When I declare a variable, whose value belongs to a built-in class, I simply write

my Int $a;

But when I want to use a user-defined class, I have to use Classname.new.

my class House {
    has $.area is rw;

my $house1 = House.new;
$house1.area = 200;
say $house1.area;

So, my naïve question is, what's the reason of that difference? Why can't we simply write my House $house1?

My ultimate goal is to use an array whose values are instances of a user-defined class. How can I do the following correctly?

my @houses ...;
@houses[10].area = 222;
  • 2
    There is no syntax to create a House literal, there is syntax to create an Int literal 200. – Brad Gilbert Nov 28 '17 at 13:50
up vote 13 down vote accepted

my House $a does the same as my Int $a. It puts a restriction on the values that you can put in it. If you look at the content of the variable, you will get the type object of that restriction.

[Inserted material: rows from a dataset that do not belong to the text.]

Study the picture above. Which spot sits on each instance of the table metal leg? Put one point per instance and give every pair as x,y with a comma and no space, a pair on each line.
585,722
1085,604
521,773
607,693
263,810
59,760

There is a trick that you can use though, so you don't have to repeat the House bit: my House $a .= new, which is the equivalent of my House $a = House.new.

To get back to your question: yes, you can do that with some trouble:

class House {
    has $.area;
    multi method area(House:U \SELF:) is raw {
        (SELF = House.new).area
    multi method area(House:D:) is raw {
my House @houses;
@houses[2].area = 42;
say @houses  # [(House) (House) House.new(area => 42)]

We create two candidates for the accessor method: one taking an undefined type object, and the other an instantiated object. The first one modifies its caller (assuming it to be a container that can be set), then calls the instantiated version of the method. I'm leaving this as an exercise to the reader to turn this into an Attribute trait.

When you write my Int $a; you will have a variable of type Int, but without value, or even container. The concrete value of $a will be (Int).

The same with my House $house; - you will get (House) value.

In your case you have to initialize array's elements by some House value. For example:

my @houses = House.new() xx 11;
@houses[10].area = 222;
  • thanks! But I don't need to write my $a = Int.new, the question is — why? – Eugene Barsky Nov 28 '17 at 11:26
  • 3
    You can write that. There are some shorthand ways to create instances for some classes of object. You could create your own shorthand methods for your objects if you like. So you could say my $a = 🏠 for example – Curt Tilmes Nov 28 '17 at 11:30
  • 2
    In code: $a = 222 the constant 222 is a value which can be interpreted as Int value. On the other hand in code my House $h = House.new(); my $n = $h; variable $h describes a value of type House, and that value put in $n and you do not have to write House.new() for variable $n. I mean that 222 and House.new is the same things. – Mikhail Khorkov Nov 28 '17 at 11:34

I think you're missing the part that the compiler is doing some of the work for you. When you have a literal number, the parser recognizes it and constructs the right numeric object for it. There's a virtual and unseen Int.new() that has already happened for you in rakudo/src/Perl6/Actions.nqp. It's at the NQP level but it's the same idea.